Nach § 62 Abs. 1 Nr. 3 AO ist die Steuerbegünstigung nicht dadurch ausgeschlossen, dass eine Körperschaft ihre Mittel einer freien Rücklage zuführt. Die Rücklagenbildung in Höhe bis zu einem Drittel des Überschusses aus Vermögensverwaltung setzt voraus, dass entsprechende Einnahmen erzielt werden. Zu den Einnahmen zählen z. B. neben Zinserträgen und Dividenden aus Wertpapieren auch Miet- und Pachteinnahmen. Für die Ermittlung der Bemessungsgrundlage sind die Ergebnisse aus den einzelnen Bereichen der Vermögensverwaltung zusammenzurechnen. Darüber hinaus ist die Bildung einer freien Rücklage in Höhe von bis zu 10 % der sonstigen zeitnah zu verwendenden Mittel zulässig. Zu diesen Mitteln zählen Gewinne aus steuerpflichtigen wirtschaftlichen Geschäftsbetrieben und Zweckbetrieben sowie die Bruttoeinnahmen aus dem ideellen Bereich. Zur Vermeidung einer doppelten Begünstigung dürfen die Mittel aus der Vermögensverwaltung nicht in die Bemessungsgrundlage einbezogen werden. Die Mittel der freien Rücklage können im Rahmen der Vermögensverwaltung angelegt werden und stehen für Vermögensumschichtungen zur Verfügung.

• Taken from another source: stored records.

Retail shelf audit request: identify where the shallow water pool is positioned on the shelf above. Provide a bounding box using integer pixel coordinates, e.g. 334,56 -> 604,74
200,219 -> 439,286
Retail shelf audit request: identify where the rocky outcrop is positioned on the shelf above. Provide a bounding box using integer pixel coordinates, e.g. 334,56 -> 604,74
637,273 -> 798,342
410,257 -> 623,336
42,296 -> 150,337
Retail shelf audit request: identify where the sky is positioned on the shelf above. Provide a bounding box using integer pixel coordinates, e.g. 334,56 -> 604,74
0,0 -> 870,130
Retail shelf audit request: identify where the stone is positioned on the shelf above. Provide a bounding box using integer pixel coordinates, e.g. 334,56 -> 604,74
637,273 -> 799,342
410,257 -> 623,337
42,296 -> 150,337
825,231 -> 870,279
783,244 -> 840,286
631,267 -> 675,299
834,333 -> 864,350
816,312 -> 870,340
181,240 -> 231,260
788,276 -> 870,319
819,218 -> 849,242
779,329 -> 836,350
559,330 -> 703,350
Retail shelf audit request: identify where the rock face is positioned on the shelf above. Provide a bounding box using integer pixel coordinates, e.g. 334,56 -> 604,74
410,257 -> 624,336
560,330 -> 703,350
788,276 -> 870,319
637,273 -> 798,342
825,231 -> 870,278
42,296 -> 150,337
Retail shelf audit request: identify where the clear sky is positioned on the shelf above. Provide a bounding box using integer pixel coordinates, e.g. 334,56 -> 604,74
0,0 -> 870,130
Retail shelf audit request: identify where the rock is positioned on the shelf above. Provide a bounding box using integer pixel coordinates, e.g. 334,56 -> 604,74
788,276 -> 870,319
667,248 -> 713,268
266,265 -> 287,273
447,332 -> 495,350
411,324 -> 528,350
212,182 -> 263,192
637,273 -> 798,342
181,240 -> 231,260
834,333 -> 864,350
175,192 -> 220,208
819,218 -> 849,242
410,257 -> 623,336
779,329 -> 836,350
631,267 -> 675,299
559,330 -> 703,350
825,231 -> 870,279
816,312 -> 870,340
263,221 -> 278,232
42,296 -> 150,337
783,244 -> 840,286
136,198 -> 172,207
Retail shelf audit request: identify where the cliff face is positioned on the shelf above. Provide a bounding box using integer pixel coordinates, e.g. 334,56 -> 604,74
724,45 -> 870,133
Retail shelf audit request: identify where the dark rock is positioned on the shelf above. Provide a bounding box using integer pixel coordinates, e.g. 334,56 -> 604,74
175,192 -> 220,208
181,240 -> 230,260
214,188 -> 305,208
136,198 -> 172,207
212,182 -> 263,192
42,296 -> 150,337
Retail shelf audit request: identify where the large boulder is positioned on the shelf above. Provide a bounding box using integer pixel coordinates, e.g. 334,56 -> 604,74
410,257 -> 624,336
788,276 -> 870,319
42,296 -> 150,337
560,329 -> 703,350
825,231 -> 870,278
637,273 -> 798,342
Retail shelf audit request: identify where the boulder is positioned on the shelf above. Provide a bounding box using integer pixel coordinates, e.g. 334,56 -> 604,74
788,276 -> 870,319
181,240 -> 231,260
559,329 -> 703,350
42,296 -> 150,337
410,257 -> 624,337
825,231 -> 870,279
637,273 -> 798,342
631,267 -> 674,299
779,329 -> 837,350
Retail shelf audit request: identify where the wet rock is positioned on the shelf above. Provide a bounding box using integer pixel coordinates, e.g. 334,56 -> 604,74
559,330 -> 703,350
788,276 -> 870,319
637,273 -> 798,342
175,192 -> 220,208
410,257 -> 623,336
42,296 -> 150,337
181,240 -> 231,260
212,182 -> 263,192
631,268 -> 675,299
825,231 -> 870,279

Vermögenszuführungen (§ 62 Abs. 3 AO)

Zuwendungen von Todes wegen, wenn der Erblasser keine Verwendung für den laufenden Aufwand der Körperschaft vorgeschrieben hat, unterliegen nicht der zeitnahen Mittelverwendung. Ebenso Zuwendungen, bei denen der Zuwendende ausdrücklich erklärt, dass diese zur Ausstattung der Körperschaft mit Vermögen oder zur Erhöhung des Vermögens bestimmt sind. Darüber hinaus unterliegen Sachzuwendungen, die ihrer Natur nach zum Vermögen gehören (z.B. Mietwohngrundstücke), ebenfalls nicht der Pflicht zur zeitnahen Mittelverwendung.

Sanktionen

Sofern eine steuerbegünstigte Körperschaft Mittel angesammelt hat, ohne dass die Voraussetzungen des § 62 AO vorliegen, kann das zuständige Finanzamt ihr nach § 63 Abs. 4 AO eine Frist für die Verwendung der Mittel setzen. Setzt die Körperschaft die betreffenden Mittel nicht innerhalb der Frist für steuerbegünstigte Zwecke ein, führt dies zum Verlust der Steuerbegünstigung. Die Frist im Sinne des § 63 Abs. 4 AO ist nach den Gegebenheiten des einzelnen Falles zu bestimmen. Sie soll einen Zeitraum von zwei bis drei Jahren nicht überschreiten.

Fazit

Die Einhaltung der zeitnahen Mittelverwendungpflicht gehört zu den grundlegenden Voraussetzungen für den Gemeinnützigkeitsstatus von Körperschaften. Die Zulässigkeit einer Rücklagenbildung und Vermögenszuführung ist daher von gemeinnützigen Körperschaften stets sorgfältig zu prüfen.